出所の分からぬ声は、それでも何度も聞こえてくる。
『・・・け・・・て・・・』
あちこちに視線を巡らすリルフェーニは、ふと視界の端に何かが映ったような気がした。
見ると、道端の一本の木の足元に、ランタンの明かりに照らされてきらりと光る小さなものが見えた。
「あっ」
急いで駆け寄った彼女は、それを拾い上げる。
細い鎖の先につながれた、緑色の宝石。
「あった・・・!」
探し求めていた首飾りが見つかったことに、リルフェーニは安堵の息を漏らした。鎖の一部が千切れてしまっているところを見ると、どうやら何かに引っ掛けてしまったらしい。とはいえ、他に目立った傷はなさそうだ。
(早く帰ろう)
急いで首飾りをポケットに突っ込むリルフェーニ。
失せ物を取り戻して安心していた彼女は、少し前にどこからか声が聞こえていたことなど忘れていた。
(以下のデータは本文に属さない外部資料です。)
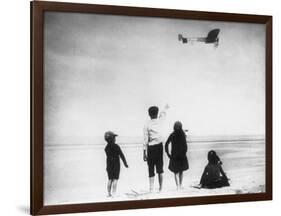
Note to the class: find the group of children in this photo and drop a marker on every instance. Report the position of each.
(212, 177)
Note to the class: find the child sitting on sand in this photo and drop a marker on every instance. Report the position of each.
(113, 154)
(178, 160)
(213, 175)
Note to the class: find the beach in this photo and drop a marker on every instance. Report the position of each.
(76, 173)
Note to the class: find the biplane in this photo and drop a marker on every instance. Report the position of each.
(212, 37)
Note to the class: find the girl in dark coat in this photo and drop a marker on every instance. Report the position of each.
(113, 155)
(178, 160)
(213, 175)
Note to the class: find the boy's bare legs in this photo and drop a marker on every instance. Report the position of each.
(181, 178)
(114, 186)
(176, 180)
(109, 186)
(151, 184)
(160, 179)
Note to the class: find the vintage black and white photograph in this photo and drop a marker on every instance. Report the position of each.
(143, 108)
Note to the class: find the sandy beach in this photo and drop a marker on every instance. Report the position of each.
(76, 173)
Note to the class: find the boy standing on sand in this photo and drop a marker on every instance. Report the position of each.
(113, 154)
(153, 145)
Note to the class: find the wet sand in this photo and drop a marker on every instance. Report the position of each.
(76, 173)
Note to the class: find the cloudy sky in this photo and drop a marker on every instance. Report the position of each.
(102, 72)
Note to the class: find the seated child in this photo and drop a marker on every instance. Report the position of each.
(113, 154)
(213, 175)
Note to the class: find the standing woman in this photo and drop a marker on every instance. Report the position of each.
(178, 159)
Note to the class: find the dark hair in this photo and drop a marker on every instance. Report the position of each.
(213, 158)
(153, 111)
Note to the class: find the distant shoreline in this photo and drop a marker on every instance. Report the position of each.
(138, 143)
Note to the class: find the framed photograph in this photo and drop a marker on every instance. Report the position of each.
(140, 107)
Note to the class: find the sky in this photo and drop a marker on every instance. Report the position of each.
(102, 72)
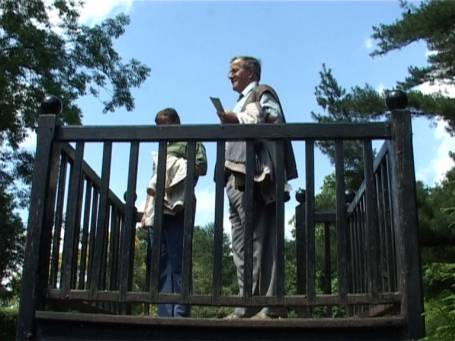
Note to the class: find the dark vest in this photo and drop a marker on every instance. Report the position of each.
(270, 146)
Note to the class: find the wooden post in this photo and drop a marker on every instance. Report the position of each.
(406, 224)
(39, 227)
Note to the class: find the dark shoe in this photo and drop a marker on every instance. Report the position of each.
(263, 316)
(233, 316)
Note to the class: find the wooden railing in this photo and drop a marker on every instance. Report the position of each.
(376, 234)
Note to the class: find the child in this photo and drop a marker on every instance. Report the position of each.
(173, 215)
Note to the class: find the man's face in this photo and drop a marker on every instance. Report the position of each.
(239, 76)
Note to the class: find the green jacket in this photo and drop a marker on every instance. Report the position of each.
(178, 149)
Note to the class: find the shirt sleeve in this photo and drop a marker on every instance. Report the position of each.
(201, 158)
(251, 115)
(270, 109)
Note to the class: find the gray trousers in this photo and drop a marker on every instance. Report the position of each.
(264, 248)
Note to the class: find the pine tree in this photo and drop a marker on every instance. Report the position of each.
(59, 56)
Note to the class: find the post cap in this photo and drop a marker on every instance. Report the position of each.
(396, 99)
(300, 195)
(51, 105)
(349, 195)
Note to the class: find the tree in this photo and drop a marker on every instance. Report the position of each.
(62, 57)
(357, 106)
(434, 23)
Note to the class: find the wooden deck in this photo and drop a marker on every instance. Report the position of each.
(78, 272)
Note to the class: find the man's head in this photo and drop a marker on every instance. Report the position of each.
(167, 116)
(243, 71)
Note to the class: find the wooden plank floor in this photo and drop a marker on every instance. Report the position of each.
(78, 326)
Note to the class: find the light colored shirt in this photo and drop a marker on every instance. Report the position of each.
(268, 110)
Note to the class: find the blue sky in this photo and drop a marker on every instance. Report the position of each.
(188, 46)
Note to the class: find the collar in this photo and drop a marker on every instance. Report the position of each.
(249, 88)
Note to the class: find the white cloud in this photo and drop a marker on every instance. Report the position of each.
(94, 11)
(368, 43)
(430, 53)
(441, 163)
(431, 88)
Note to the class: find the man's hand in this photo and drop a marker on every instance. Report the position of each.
(228, 117)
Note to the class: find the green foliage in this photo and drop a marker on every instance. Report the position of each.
(360, 105)
(11, 248)
(440, 318)
(437, 278)
(431, 22)
(41, 56)
(8, 318)
(203, 270)
(436, 214)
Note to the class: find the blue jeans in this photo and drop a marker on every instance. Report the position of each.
(171, 264)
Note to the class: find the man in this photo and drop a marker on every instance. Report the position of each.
(256, 104)
(173, 218)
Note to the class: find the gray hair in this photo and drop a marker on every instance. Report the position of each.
(250, 63)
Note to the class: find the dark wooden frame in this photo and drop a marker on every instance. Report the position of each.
(106, 256)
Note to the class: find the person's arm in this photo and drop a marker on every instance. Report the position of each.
(270, 109)
(201, 160)
(228, 117)
(251, 115)
(146, 206)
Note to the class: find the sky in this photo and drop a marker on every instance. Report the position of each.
(188, 45)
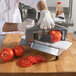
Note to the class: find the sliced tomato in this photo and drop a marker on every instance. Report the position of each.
(20, 63)
(32, 59)
(26, 61)
(36, 59)
(41, 58)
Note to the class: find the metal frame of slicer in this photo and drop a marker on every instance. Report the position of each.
(40, 40)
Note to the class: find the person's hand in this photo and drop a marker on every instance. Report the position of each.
(26, 24)
(45, 21)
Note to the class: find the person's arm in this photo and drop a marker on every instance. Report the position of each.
(42, 5)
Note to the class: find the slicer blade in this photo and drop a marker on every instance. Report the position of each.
(44, 48)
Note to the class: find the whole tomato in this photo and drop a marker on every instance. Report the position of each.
(56, 35)
(18, 50)
(7, 54)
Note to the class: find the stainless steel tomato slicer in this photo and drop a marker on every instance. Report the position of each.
(41, 40)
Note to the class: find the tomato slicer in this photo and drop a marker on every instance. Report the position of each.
(41, 40)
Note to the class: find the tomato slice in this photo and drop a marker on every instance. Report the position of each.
(20, 63)
(41, 58)
(26, 61)
(32, 59)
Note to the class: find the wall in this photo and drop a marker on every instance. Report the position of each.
(66, 4)
(54, 2)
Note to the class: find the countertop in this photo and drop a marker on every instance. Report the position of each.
(66, 62)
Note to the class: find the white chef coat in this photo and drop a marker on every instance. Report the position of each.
(9, 11)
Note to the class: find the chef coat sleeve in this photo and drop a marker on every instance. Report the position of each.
(2, 22)
(31, 3)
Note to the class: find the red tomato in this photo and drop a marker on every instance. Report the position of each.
(18, 50)
(7, 54)
(56, 35)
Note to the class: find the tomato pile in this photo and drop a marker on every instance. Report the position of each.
(56, 35)
(30, 60)
(8, 54)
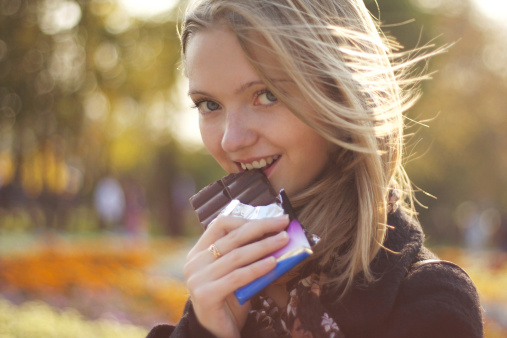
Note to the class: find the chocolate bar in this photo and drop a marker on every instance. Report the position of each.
(251, 187)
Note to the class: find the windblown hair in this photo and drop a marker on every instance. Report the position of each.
(334, 54)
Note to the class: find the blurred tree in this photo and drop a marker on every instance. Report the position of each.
(459, 157)
(84, 90)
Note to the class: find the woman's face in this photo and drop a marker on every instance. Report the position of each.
(242, 123)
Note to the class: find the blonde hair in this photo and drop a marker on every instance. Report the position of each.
(341, 64)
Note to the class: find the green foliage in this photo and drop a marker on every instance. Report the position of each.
(36, 319)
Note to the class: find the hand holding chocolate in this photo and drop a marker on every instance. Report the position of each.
(250, 195)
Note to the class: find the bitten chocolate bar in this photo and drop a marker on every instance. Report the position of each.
(251, 187)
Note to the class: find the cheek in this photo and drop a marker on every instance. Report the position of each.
(212, 140)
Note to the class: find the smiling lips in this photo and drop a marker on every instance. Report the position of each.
(260, 164)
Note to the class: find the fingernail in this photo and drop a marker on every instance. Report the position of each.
(283, 235)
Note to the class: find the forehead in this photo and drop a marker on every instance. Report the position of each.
(217, 50)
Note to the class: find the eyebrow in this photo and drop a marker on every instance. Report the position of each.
(238, 91)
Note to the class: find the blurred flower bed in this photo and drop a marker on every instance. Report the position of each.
(117, 287)
(114, 280)
(489, 273)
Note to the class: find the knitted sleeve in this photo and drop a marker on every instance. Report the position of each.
(187, 327)
(436, 300)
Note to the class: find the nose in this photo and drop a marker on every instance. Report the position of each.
(239, 131)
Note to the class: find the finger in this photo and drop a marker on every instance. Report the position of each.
(245, 255)
(250, 232)
(220, 227)
(237, 234)
(203, 267)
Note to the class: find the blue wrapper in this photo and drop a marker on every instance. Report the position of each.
(287, 257)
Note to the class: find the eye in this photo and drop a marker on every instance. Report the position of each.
(206, 106)
(265, 97)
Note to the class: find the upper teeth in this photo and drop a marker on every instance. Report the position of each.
(260, 163)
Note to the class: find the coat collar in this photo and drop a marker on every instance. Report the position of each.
(366, 307)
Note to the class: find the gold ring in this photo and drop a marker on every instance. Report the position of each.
(213, 249)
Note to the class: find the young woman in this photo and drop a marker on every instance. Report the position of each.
(310, 92)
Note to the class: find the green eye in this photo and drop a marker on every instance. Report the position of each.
(266, 98)
(206, 106)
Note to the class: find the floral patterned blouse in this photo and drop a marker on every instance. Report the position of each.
(303, 316)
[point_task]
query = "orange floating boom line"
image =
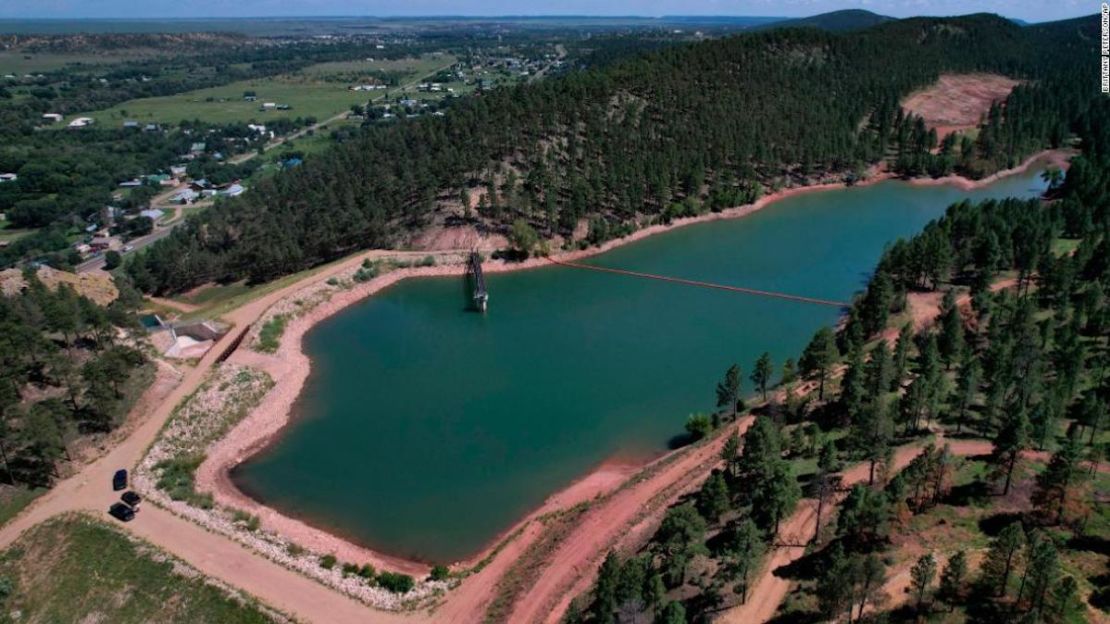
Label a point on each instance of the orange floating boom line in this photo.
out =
(703, 284)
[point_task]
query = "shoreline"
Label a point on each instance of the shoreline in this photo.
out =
(290, 368)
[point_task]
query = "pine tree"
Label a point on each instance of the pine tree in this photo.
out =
(950, 341)
(901, 356)
(743, 551)
(921, 574)
(819, 356)
(952, 579)
(879, 370)
(1001, 559)
(1011, 440)
(762, 373)
(1058, 485)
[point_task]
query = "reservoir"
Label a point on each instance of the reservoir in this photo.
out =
(426, 430)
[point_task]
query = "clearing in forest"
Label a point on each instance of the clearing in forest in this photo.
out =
(958, 102)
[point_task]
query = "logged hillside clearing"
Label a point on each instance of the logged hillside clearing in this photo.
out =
(959, 102)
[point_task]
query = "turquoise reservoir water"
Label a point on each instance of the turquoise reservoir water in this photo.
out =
(425, 430)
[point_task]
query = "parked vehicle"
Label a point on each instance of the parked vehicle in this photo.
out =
(120, 480)
(121, 512)
(132, 499)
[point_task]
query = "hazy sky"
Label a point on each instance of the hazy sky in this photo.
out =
(1032, 10)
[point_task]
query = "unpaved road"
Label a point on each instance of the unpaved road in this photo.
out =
(573, 566)
(769, 591)
(215, 555)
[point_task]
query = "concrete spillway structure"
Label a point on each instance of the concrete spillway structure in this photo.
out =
(474, 272)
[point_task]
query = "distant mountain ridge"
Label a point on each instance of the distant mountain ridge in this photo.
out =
(836, 21)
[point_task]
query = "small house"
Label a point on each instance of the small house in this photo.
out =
(233, 191)
(187, 195)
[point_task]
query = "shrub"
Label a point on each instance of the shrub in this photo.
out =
(270, 335)
(395, 583)
(250, 521)
(698, 425)
(177, 479)
(365, 274)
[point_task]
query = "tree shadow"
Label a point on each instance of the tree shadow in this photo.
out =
(991, 525)
(968, 493)
(1090, 543)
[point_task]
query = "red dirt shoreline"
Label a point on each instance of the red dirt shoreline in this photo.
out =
(290, 368)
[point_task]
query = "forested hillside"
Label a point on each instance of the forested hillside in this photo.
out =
(1013, 368)
(672, 132)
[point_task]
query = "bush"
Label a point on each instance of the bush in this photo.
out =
(250, 521)
(698, 425)
(365, 274)
(112, 260)
(270, 335)
(177, 479)
(395, 583)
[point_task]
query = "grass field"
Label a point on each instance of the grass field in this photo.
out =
(9, 233)
(76, 569)
(12, 500)
(13, 61)
(306, 92)
(416, 67)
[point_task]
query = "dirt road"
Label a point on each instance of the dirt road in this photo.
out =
(769, 591)
(573, 566)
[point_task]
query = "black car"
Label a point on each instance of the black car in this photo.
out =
(131, 499)
(121, 512)
(120, 480)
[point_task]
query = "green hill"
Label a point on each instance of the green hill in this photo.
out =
(673, 132)
(836, 21)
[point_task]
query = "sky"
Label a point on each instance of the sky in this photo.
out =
(1030, 10)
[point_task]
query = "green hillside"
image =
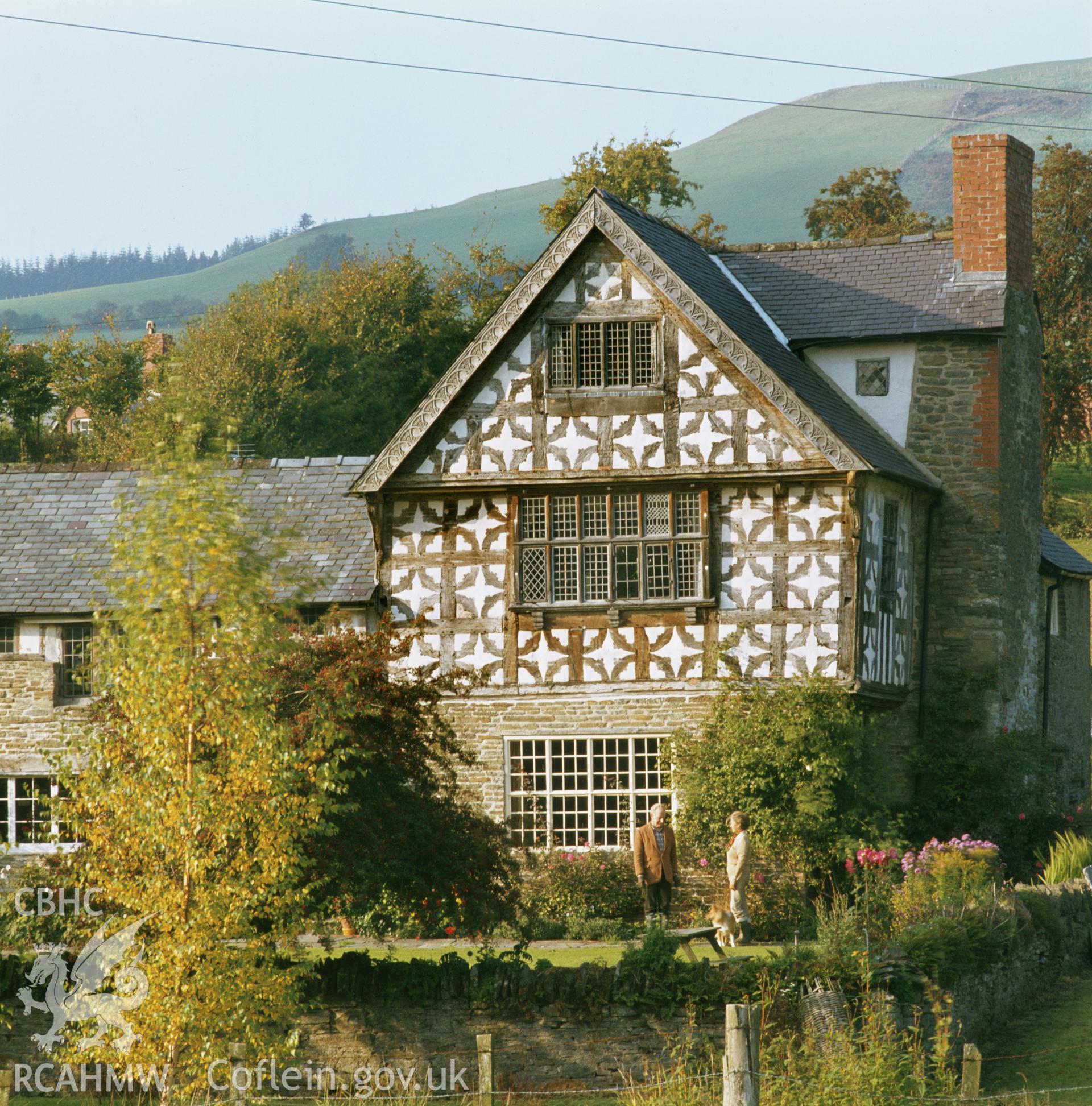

そして、『それ』がすぐそばまで近づいていたことにも、欠片も気が付いていなかった。
「え?」
声は、すぐ背後から。
『助けて』
瞬間。地鳴りのような音と振動が鳴ったのを、リルフェーニは確かに感じた。
しかし、異変はそれだけではない。
「っ!?」
首飾りが落ちていた傍の木。リルフェーニが押そうともビクともしないはずだった眼前の太い幹が、みしみしと音を立てて倒れていく。
咄嗟にその場から離れようと後ずさりした彼女は、その時になって初めて。
後ろに、『何か』がいることに気が付いた。
「え・・・?」
振り返ったリルフェーニが最初に見たものは何だったのか。
見上げなければ全容がわからぬほどに巨大な、その体躯か。
血がこびりついたように黒く変色した、その鋭い爪か。
あるいは、餌を見つけた捕食者のごとく彼女を見つめる、そのおぞましい眼光か。
「ガァアアアアアアアアアア!!!」
次の瞬間、『それ』は地面が割れるかと思われるほどの雄叫びを上げる。
狙いは、自分だ。
「っ・・・!」
『それ』が腕を振り上げるのが先か、リルフェーニがその場を離れるのが先か。
彼女が踵を返して駆け出すと、すぐ背後で何かが空を切ったような音がした。
間一髪でその爪を躱した彼女は、ランタンを置き去りにして元来た道を走り出した。『それ』は火のついたランタンを意に介さず踏みつぶしながら、逃げ去ろうとする小さな獲物を追いかけ始める。
(早く・・・早く!)
とにかく、ここから離れなければ。
灯りを失い、目の前もほとんど見えない中、彼女はかすかに見える目の前のものの輪郭だけを頼りに森の中を走り続ける。
『それ』は、すぐ後ろにいる。背後から聞こえる地鳴りのような足音は、距離が近いのか遠いのかすらもよく分からない。
小石につまづき、木々の隙間を抜け、今自分がどこにいるのかもわからない。それでも立ち止まれば、それは即ち死を意味する。
「はあ、はあ、はあ!」
一体、どれだけ走ったのだろうか。
息も絶え絶えになり、喉から血の味がするほどになったころ、密集した林の中を駆け抜けていたリルフェーニは不意に目の前が俄かに明るくなったことに気が付いた。
「・・・ここは」
開けた場所にたどり着いた彼女は、そこでようやく足を止めた。
そこは数日前、リルフェーニがシューラの実を拾い、そして彼女の過去を知る謎の男と出会ったあの河原だった。
(・・・足音が・・・)
いつの間にか、背後にあったはずの気配が無くなっている。小川が流れる音と、木々の葉が風に揺られてこすれる音、そして自身の息切れだけが耳に届く空間の中、リルフェーニは川べりにあった岩のそばまでゆっくりと歩いた。
「はぁ・・・」
ここまで来れば、ひとまずは大丈夫だろう。彼女は岩に寄りかかると、疲弊した足腰に耐えられなくなったようにずるずると座り込んだ。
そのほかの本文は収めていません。